International Reviewer Board (tentative)

  • Ethem Alpaydin, Bogaziçi University, Turkey
  • Abdelhamid Bouchachia, University of Klagenfurt, Austria
  • Rung-Ching Chen, Chaoyang University of Technology, Taiwan
  • Suphamit Chittayasothorn, King Mongkut's Institute of Technology Ladkrabang, Thailand
  • Oscar Cordón, University of Granada, Spain
  • José Alfredo F. Costa, Federal University (UFRN), Brazil
  • Ireneusz Czarnowski, Gdynia Maritime University, Poland
  • Fernando Gomide, State University of Campinas, Brazil
  • Lawrence O. Hall, University of South Florida, USA
  • Francisco Herrera, University of Granada, Spain
  • Tzung-Pei Hong, National University of Kaohsiung, Taiwan
  • Przemysław Kazienko, Wrocław University of Technology, Poland
  • Mark Last, Ben-Gurion University of the Negev, Israel
  • Chunshien Li, National Central University, Taiwan
  • Kun Chang Lee, Sungkyunkwan University, Korea
  • Edwin Lughofer, Johannes Kepler University Linz, Austria
  • Bogdan Trawiński, Wrocław University of Technology, Poland
  • Olgierd Unold, Wrocław University of Technology, Poland
  • Michał Woźniak, Wrocław University of Technology, Poland
  • Faisal Zaman, Kyushu Institute of Technology, Japan
  • Zhongwei Zhang, University of Southern Queensland, Australia
  • Zhi-Hua Zhou, Nanjing University, China
  • Indre Zliobaite, Bournemouth University, UK

Important dates

Expression of interest, submission of the tentative title via EasyChair: April 30, 2012
Submission of the paper for revision via EasyChair: June 30, 2012
Notification of paper acceptance: October 30, 2012
Revised version submission deadline: November 30, 2012
Camera-ready copies of accepted papers due: December 31, 2012

Submission

The submission of the title is required to form the list of papers and should be send to the EasyChair service at https://www.easychair.org/conferences/?conf=hemml2012; select “New Submission” , mark “Abstract Only” at the bottom. Since the abstract is not necessary that time, you may put any text in the Abstract field.

Since the special issue is, in a sense, a continuation of the ACIIDS 2012 conference and special session MMAML 2012 in particular, the authors are requested to significantly extend their achievements. The submission must contain at least 30-50% new material and the title of the extended version must clearly and unmistakably differ from the title of the article presented at the conference.
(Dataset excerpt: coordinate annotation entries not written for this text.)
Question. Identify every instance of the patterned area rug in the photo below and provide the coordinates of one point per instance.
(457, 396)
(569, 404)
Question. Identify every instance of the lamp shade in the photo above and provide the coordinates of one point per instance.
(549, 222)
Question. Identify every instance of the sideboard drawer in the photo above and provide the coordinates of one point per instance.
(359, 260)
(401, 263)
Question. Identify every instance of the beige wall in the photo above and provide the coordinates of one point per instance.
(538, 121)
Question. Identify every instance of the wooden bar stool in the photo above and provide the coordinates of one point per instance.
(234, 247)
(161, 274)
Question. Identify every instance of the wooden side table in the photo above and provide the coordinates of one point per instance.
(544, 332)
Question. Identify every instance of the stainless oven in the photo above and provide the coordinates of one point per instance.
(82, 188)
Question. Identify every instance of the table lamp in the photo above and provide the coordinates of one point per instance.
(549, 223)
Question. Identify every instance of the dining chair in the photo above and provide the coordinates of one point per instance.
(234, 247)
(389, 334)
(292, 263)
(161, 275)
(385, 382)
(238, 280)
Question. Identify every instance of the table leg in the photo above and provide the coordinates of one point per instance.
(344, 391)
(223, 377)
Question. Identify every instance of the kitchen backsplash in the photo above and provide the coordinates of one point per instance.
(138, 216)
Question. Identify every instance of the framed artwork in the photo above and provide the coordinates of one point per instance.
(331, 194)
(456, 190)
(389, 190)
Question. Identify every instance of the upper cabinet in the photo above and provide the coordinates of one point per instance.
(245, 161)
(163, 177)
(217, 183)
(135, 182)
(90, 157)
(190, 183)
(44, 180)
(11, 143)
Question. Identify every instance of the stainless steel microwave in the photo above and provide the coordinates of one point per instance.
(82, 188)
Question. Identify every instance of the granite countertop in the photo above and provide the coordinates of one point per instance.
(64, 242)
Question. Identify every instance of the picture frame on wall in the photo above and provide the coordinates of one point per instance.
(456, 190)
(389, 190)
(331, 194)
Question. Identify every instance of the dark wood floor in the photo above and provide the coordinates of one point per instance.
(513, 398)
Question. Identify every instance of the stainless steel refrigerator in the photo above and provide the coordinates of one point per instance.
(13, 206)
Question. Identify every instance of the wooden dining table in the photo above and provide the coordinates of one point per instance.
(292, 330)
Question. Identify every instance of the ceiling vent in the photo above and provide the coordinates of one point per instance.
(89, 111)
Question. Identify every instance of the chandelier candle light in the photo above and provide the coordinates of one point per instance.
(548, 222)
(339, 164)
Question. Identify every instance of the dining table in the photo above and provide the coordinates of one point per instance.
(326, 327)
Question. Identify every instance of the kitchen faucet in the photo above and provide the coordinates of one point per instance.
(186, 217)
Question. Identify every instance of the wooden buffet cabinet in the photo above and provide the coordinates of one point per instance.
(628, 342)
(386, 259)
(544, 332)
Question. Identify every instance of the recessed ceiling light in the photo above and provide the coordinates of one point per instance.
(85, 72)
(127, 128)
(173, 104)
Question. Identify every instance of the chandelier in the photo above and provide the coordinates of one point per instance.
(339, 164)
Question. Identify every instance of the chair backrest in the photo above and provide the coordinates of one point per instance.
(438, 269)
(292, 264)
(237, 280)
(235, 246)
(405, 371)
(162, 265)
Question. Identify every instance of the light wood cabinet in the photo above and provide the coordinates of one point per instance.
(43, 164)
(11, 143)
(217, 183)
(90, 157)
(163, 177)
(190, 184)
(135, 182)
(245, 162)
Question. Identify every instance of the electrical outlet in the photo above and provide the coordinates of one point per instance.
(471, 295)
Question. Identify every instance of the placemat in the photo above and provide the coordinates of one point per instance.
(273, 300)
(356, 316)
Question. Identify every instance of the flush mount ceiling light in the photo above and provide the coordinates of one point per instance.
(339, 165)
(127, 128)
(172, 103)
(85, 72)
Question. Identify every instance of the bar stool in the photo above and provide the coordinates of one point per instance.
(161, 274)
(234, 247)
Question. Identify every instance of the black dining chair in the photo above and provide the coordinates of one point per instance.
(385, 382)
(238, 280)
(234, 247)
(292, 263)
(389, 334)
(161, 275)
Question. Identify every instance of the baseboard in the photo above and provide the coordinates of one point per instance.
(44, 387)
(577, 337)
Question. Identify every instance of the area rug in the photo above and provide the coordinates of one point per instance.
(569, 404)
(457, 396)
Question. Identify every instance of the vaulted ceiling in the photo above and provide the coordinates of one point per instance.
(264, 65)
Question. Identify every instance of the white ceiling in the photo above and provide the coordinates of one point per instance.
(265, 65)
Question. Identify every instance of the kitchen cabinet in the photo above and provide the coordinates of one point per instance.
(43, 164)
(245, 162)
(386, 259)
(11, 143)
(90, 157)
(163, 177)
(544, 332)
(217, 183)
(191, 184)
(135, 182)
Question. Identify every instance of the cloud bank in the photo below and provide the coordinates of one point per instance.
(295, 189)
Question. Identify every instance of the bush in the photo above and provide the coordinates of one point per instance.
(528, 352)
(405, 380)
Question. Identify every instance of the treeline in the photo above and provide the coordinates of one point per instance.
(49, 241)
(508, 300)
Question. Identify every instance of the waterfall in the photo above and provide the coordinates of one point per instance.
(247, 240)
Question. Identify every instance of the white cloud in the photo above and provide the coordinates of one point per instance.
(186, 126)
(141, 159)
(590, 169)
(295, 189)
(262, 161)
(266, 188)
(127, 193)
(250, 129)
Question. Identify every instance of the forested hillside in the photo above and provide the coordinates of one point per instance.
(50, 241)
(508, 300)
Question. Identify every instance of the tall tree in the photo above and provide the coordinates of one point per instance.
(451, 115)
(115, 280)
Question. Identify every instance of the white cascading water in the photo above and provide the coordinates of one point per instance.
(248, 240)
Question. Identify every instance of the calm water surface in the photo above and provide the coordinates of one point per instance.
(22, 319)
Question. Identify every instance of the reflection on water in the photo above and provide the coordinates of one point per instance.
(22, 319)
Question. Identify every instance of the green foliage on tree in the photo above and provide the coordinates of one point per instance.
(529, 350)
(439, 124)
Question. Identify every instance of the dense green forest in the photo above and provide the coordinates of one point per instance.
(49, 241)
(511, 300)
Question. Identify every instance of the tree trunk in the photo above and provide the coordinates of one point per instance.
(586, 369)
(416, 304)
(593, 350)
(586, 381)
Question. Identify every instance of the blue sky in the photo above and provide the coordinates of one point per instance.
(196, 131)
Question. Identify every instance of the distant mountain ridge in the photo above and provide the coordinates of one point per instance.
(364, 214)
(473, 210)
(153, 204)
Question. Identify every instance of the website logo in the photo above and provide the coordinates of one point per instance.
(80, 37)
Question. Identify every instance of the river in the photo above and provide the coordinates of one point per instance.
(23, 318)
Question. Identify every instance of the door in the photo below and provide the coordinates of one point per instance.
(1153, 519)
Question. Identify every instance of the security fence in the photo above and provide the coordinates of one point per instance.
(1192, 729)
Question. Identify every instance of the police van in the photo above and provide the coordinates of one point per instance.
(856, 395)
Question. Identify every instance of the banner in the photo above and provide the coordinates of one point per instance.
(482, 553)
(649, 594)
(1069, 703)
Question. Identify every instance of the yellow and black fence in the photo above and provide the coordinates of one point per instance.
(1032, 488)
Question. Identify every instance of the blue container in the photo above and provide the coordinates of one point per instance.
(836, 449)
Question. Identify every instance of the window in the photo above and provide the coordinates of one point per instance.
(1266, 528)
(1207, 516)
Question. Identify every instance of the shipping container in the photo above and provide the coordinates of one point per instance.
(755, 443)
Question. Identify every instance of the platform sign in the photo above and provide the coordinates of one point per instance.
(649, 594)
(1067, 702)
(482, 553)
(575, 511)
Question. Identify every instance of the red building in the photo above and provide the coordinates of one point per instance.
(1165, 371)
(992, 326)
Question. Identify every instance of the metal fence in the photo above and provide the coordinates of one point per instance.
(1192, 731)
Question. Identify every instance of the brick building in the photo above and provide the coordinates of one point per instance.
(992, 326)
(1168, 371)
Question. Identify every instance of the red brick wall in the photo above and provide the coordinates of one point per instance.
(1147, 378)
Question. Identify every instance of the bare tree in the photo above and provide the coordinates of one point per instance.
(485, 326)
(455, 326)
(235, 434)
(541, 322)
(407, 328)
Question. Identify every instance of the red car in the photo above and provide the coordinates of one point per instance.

The submission of the paper for the revision should be send in the electronic version (PDF) via EasyChair available at https://www.easychair.org/conferences/?conf=hemml2012. To be fully considered for publication, papers must be received by the due date and meet the following requirements. Papers must be written in English and the maximal length of the final version should be 20 pages (incl. figures and tables) in the journal format. The electronic data of the final version of papers must be prepared in LaTeX according to the J.UCS guidelines.

All papers submitted will be reviewed by the independent reviewers. However, please note that this invitation does not mean your paper will be automatically accepted for publication.